Turning finally to FIG. 4 there is illustrated in schematic block form a complete mechanically modulated combustion heated infrared radiation transmitter in accordance with the principles of the present invention. The radiating cavity combustion chamber 124 is coupled by supply lines 126 and 128 to an oxygen and fuel supplies 130 and 132 respectively; each supply line being provided with a solenoid valve 134 and 136. The oxygen supply 130 may be a tank of liquid oxygen or could be a chemical oxygen generator whereby oxygen is generated chemically from sodium chlorate. Such chemical oxygen generators are known in the art and one such device is available from Life Support Systems of Santa Ana, California.

Combustion of the fuel heats the combustion chamber 124 which radiates the infrared. This radiation passes through the combustion chamber window 138 and is modulated by the above-described mechanical modulator 140. The modulator drive motors 142 are driven by any suitable power source 144.
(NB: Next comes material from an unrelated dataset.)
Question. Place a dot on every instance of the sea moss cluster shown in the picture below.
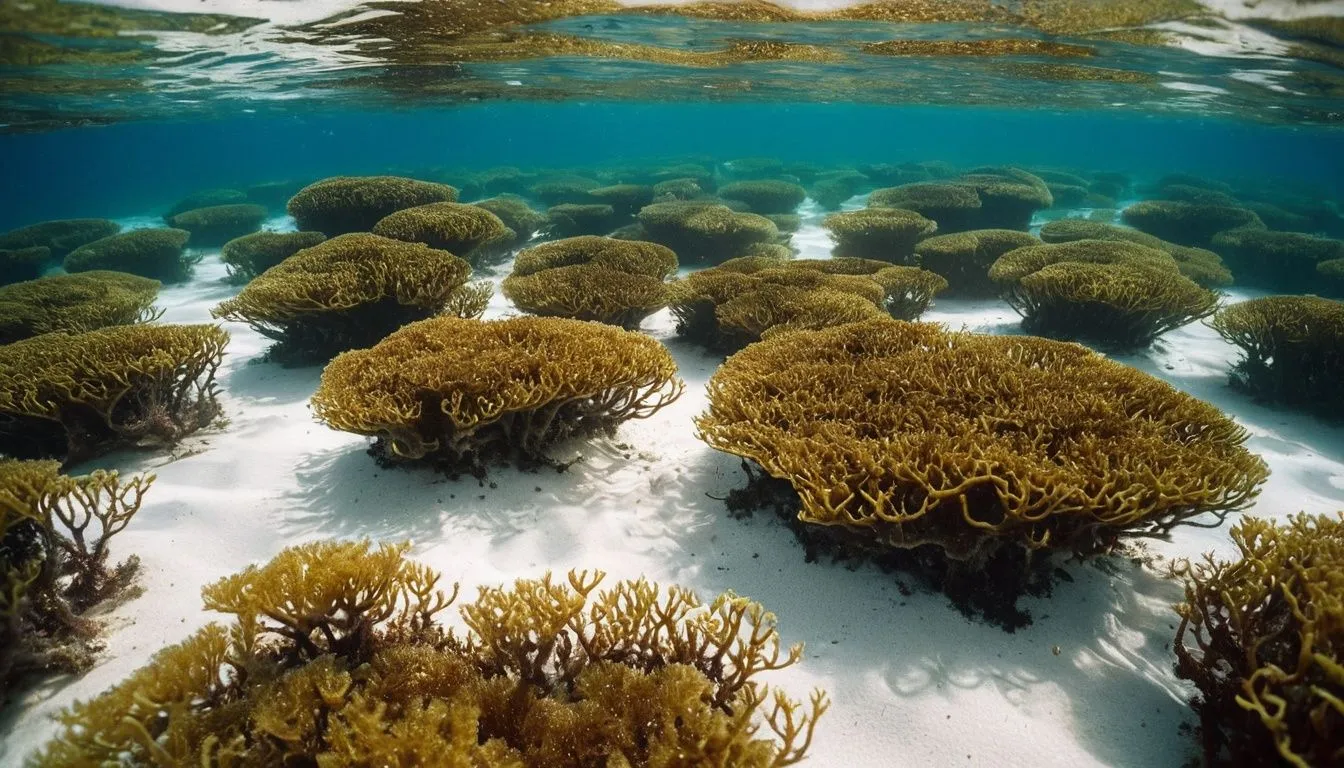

The combustion products are coupled from the combustion chamber 124 to the exhaust mixing chamber 146 where they are mixed with cooling air which is provided via air intake 148. The cooled gases are vented to the environment via exhaust coupling 150.

The ignition spark gap 152 is coupled via control logic 154 to the power source 144. The control logic 154 also receives an inputs the electrical signals from the exhaust gas temperature sensor 156, optics temperature sensor 158, and starting means 160. In operation an initial starting signal applied from the starting means 160 to the control logic 154 serves to apply power from source 144 to the modulator drive motors and to initiate the ignition sequence. This sequence includes charging of the ignition capacitor 162 and opening the solenoid valves 134 and 136 in the oxygen and fuel supply lines 126 and 128 respectively. Once the ignition capacitor 162 is fully charged it is discharged across the spark gap 142 in the combustion chamber 124. Assuming proper ignition the temperature of the exhaust gases in the exhaust mixing chamber will rise quickly to an operating level. If this temperature has not risen to a given value within a selected time the exhaust gas temperature sensor 156 will so indicate and the ignition sequence may be repeated. In such cases the oxygen and fuel solenoid valves 134 and 136 are closed for a period sufficient to vent any combustible gases from the combustion chamber 124, and the above-described ignition sequence repeated. If desired a predetermined number of unsuccessful ignition attempts may serve as the criterion for inactivating the entire system. An automatic inactivation sequence may also be initiated if the optics temperature sensor 158 detects the conditions indicative of a broken window 138. In such event the oxygen and fuel solenoid valves 134 and 136 would be closed and power removed from the modulator drive motors 142.

It will thus be seen that the Applicants have provided a new and novel mechanically modulated combustion heated infrared radiation source wherein the objectives set forth hereinabove are efficiently met. Since certain changes in the above construction will become apparent to those skilled in the art without departing from the scope of the invention it is intended that all matter contained in the foregoing description or shown in the appended drawings shall be interpreted as illustrative and not in a limiting sense.